Garcia raised his eyes to Bosch and Bosch nodded, his way of thanking him for opening up.

“You think it had something to do with what happened later?” Bosch asked.

“You mean the suicide?”

“Yeah.”

“Maybe. I don’t know. Anything’s possible. After this case we sort of went in different directions. The thing about partners is that once the work stops, there isn’t a whole lot to talk about.”

“True,” Bosch said.

“I was in a command staff meeting at Seventy-seventh-I was assigned there after making lieutenant. That was when I found out he was dead. It came across in a staff notice. I guess that shows how far apart we had gotten. I found out he had killed himself a week after he did it.”

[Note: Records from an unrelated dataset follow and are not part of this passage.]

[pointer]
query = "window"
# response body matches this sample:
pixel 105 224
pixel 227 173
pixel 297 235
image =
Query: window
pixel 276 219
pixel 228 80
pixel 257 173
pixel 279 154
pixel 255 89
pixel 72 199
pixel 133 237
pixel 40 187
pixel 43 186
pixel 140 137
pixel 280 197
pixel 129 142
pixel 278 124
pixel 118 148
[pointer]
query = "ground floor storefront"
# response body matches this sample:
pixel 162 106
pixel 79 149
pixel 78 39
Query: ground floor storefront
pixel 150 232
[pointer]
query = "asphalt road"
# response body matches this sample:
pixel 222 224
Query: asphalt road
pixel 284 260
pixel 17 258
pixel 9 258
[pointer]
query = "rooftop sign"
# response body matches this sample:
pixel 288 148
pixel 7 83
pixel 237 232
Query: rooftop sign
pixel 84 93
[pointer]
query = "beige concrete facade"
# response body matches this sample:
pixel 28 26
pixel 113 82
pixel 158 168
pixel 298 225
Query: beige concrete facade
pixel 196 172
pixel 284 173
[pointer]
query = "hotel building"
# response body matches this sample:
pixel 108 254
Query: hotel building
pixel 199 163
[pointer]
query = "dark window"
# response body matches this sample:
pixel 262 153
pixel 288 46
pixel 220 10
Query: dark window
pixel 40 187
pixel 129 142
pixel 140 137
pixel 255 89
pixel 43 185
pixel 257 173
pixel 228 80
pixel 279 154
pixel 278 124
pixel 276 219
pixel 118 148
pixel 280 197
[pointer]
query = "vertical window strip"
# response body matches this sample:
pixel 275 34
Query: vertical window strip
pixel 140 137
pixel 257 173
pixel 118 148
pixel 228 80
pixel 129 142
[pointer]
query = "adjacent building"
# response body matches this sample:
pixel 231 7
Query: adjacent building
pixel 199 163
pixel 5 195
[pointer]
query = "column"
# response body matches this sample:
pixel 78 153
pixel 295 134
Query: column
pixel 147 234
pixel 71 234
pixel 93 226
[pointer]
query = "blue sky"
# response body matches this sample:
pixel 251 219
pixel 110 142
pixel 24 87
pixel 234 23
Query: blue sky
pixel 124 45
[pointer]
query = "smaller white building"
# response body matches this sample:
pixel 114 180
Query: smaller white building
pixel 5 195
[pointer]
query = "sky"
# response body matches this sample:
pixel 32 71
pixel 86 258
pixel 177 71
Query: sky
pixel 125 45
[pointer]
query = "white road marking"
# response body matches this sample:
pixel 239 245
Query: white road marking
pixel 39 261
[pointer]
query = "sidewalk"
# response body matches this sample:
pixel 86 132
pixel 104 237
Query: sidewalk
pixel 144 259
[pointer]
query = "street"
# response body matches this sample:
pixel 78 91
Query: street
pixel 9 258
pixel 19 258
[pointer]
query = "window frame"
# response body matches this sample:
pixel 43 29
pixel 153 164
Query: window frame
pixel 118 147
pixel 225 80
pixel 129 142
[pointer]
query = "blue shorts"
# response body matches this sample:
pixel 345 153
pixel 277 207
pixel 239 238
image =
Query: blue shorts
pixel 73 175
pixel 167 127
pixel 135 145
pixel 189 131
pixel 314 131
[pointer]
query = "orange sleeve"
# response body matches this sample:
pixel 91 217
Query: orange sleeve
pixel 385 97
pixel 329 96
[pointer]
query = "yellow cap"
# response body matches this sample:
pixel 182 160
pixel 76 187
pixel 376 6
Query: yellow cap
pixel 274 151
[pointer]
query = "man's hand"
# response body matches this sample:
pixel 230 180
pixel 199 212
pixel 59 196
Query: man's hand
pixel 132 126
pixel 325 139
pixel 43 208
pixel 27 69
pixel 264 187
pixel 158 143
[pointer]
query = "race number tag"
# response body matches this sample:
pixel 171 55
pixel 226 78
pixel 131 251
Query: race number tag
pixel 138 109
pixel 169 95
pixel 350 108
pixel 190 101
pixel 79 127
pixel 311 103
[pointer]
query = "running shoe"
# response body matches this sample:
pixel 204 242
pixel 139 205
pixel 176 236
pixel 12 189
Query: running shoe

Bosch just nodded. There was nothing he could say to that.

“I think I have a staff meeting now, Detective,” Garcia said. “It’s time for you to go.”

“Yes, sir. But you know, I was thinking, in order for them to push Ron Green so hard, they must have already had something to push him with. You remember anything like that? Did he have an IAD beef running at the time?”

Garcia shook his head. He wasn’t saying no to Bosch’s question. He was saying something else.

“You know, this department has always had more cops assigned to investigating cops than it has to investigating murders. I always thought that if I reached the top, I would change that.”

“Are you saying there was an investigation?”

“I’m saying it was rare in the department not to have something on your record. There was a file on Ron, sure. He had been accused of assaulting a suspect. It was bullshit. The kid bumped his head and needed stitches when Ron was putting him in the back of the car. Big deal, right? Turned out the kid had connections and the IAD wasn’t letting it go away.”

“So they could have used that to push this case.”

“Could have, depending on how much a believer in conspiracy theories you are.”

When it comes to the LAPD I am a believer, Bosch thought but didn’t say.

“Okay, sir, I think I have the picture,” he said instead. “I’ll get out of here now.”

Bosch stood up to leave.

“I understand your need to know all of this,” Garcia said. “I just don’t appreciate how you sandbagged me.”

“I’m sorry, sir.”

“No you’re not, Detective Bosch. Not really.”

Bosch said nothing. He moved to the door and opened it. He looked back at Garcia and tried to think of something to say. He came up blank. He turned and left, closing the door behind him.

23

KIZ RIDER WAS STILL sitting in the waiting area outside Judge Anne Demchak’s chambers when Bosch got there. He had been caught in mid-afternoon traffic coming back to downtown from Van Nuys and thought he might have missed the conference with the judge. Rider was reading a magazine, but Bosch’s first thought was that at this point in the case he would be unable to leisurely start flipping through a magazine. At this point his focus could not be split. He was all about one thing. In a strange way, he likened it to surfing, a pursuit he had not followed since the summer of 1964, when he ran away from a foster home and lived on the beach. Many years had passed since then but he still remembered the water tunnel. The goal was to tuck yourself into the tube, the place where water swirled completely around you, where there was nothing but the water and the ride. Bosch was in the tube now. There was nothing but the case.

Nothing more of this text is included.